Altro strumento è il Congedo di paternità, del tutto insufficiente. Il congedo (che per altro esclude i dipendenti pubblici) viene semplicemente ampliato da sette a dieci giorni, non agevolando in alcun modo un percorso di affiancamento alle donne nel lavoro di cura.

Ora, però, abbiamo uno strumento potenzialmente potentissimo. Per assottigliare l’enorme gap tra la condizione lavorativa maschile e quella femminile, infatti, il Pnrr (Piano Nazionale di Resilienza e Ripresa) ha previsto ben 38,5 miliardi da investire sul lavoro e l’imprenditorialità femminile da una parte, e su asili nido e scuole dell’infanzia dall’altra.

Mai come adesso il nostro futuro dipenderà da come indirizzeremo le nostre risorse. Non possiamo permetterci una crescita senza inclusione.
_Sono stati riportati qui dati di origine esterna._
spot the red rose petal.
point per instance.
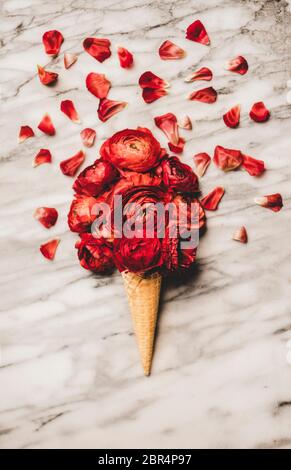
(169, 126)
(240, 235)
(197, 32)
(150, 80)
(211, 201)
(202, 74)
(68, 108)
(238, 65)
(97, 48)
(49, 248)
(232, 117)
(46, 125)
(170, 51)
(206, 95)
(98, 85)
(259, 112)
(227, 159)
(108, 108)
(43, 156)
(179, 147)
(125, 58)
(202, 161)
(70, 166)
(47, 216)
(253, 166)
(88, 136)
(25, 132)
(46, 78)
(69, 59)
(52, 41)
(272, 201)
(185, 123)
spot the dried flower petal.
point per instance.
(46, 78)
(211, 201)
(70, 166)
(202, 161)
(253, 166)
(46, 125)
(197, 32)
(272, 201)
(240, 235)
(170, 51)
(24, 133)
(125, 58)
(259, 112)
(97, 48)
(238, 65)
(98, 85)
(227, 159)
(88, 136)
(108, 108)
(202, 74)
(206, 95)
(69, 59)
(232, 117)
(68, 108)
(47, 216)
(48, 249)
(52, 41)
(43, 156)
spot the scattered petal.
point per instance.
(197, 32)
(211, 201)
(202, 74)
(240, 235)
(48, 249)
(259, 112)
(125, 58)
(46, 78)
(24, 133)
(253, 166)
(97, 48)
(169, 126)
(170, 51)
(43, 156)
(108, 108)
(98, 85)
(68, 108)
(202, 161)
(52, 41)
(47, 216)
(46, 125)
(272, 201)
(70, 166)
(232, 117)
(69, 59)
(185, 123)
(238, 65)
(227, 159)
(206, 95)
(88, 136)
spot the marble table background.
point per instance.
(69, 371)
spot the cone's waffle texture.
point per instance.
(143, 294)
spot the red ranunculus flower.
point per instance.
(179, 176)
(95, 254)
(137, 255)
(130, 149)
(96, 178)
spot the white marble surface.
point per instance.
(70, 374)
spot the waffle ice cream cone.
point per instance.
(143, 293)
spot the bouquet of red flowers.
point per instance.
(137, 209)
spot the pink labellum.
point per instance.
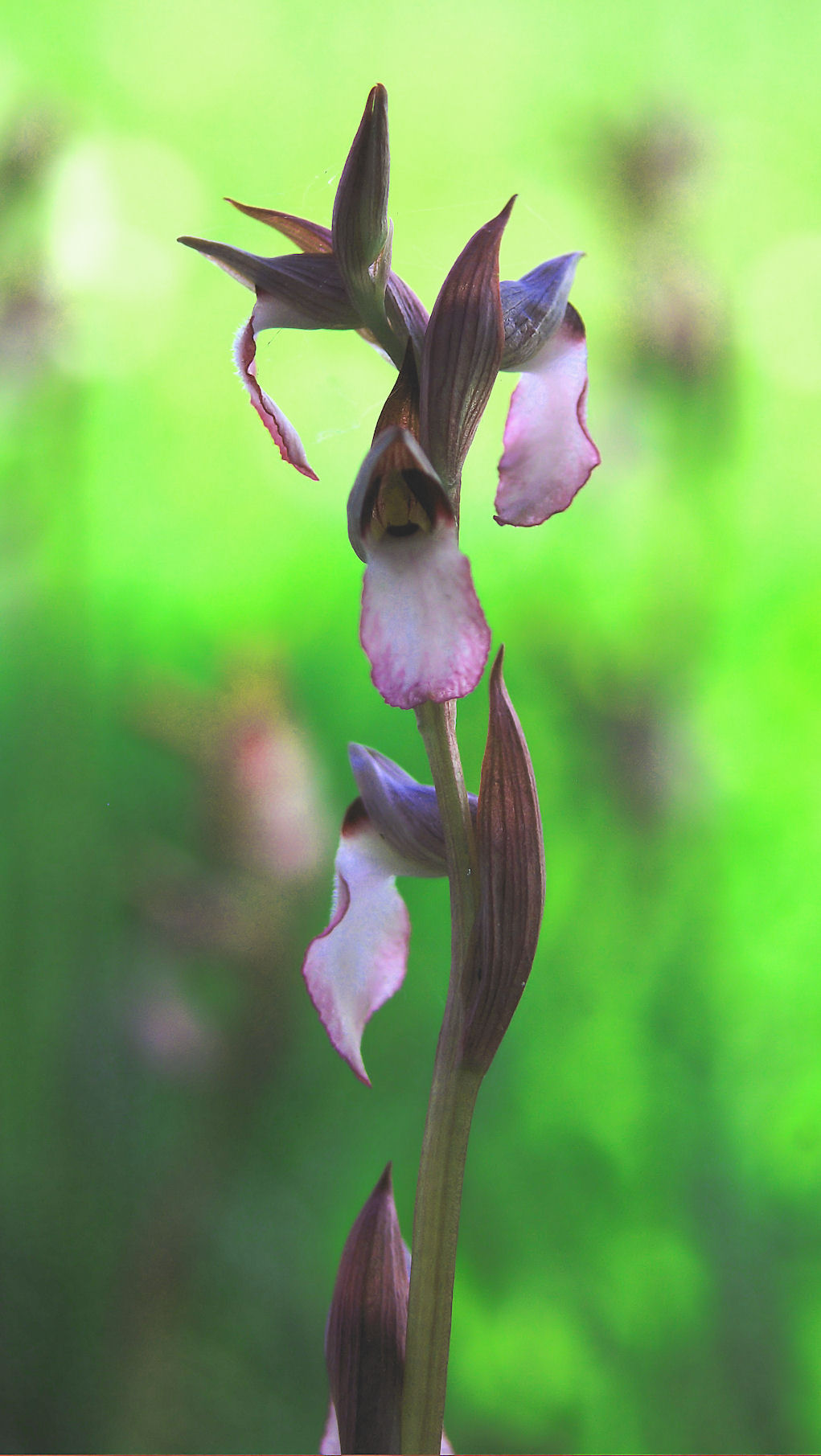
(422, 626)
(549, 453)
(360, 958)
(276, 421)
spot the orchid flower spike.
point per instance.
(344, 280)
(359, 962)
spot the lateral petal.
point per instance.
(548, 452)
(276, 421)
(360, 958)
(422, 628)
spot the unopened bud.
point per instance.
(366, 1330)
(360, 228)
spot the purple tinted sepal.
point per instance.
(306, 287)
(406, 813)
(312, 238)
(421, 626)
(463, 348)
(533, 309)
(548, 450)
(511, 883)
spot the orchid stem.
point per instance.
(447, 1126)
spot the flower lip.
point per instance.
(395, 495)
(535, 306)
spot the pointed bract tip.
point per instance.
(386, 1181)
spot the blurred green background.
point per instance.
(183, 1155)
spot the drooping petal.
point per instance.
(359, 962)
(463, 347)
(421, 625)
(276, 421)
(549, 453)
(511, 878)
(400, 809)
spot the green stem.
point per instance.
(447, 1126)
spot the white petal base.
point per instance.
(360, 960)
(548, 452)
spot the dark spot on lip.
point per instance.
(355, 817)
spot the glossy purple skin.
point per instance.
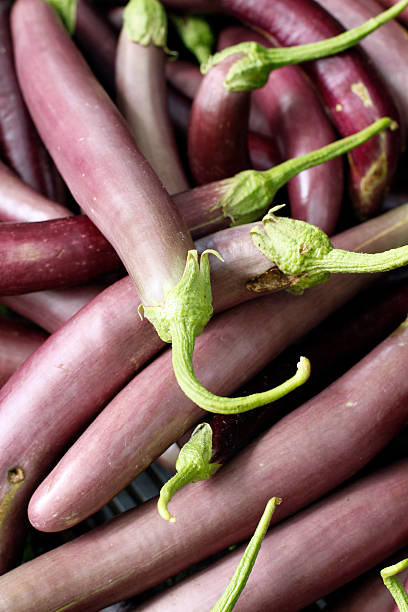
(20, 202)
(17, 342)
(386, 47)
(353, 94)
(218, 128)
(20, 146)
(312, 553)
(248, 338)
(146, 110)
(140, 549)
(299, 124)
(403, 17)
(51, 254)
(106, 173)
(97, 40)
Abbiamo bisogno di una strutturale crescita di occupazione, che riduca le enormi disuguaglianze non solo di genere, ma anche generazionali e territoriali che ancora caratterizzano il nostro mercato del lavoro.

Ma perché avvenga un avanzamento reale e non di facciata il nostro Paese necessita di investimenti in termini culturali e formativi, che partano dalle scuole e si diffondano nei posti di lavoro. È indispensabile sensibilizzare uomini e donne affinché la condivisione del ruolo di cura non sia un’imposizione ma una visione comune, di uomini e donne con lo stesso desiderio di partecipazione all’educazione e alla crescita dei figli.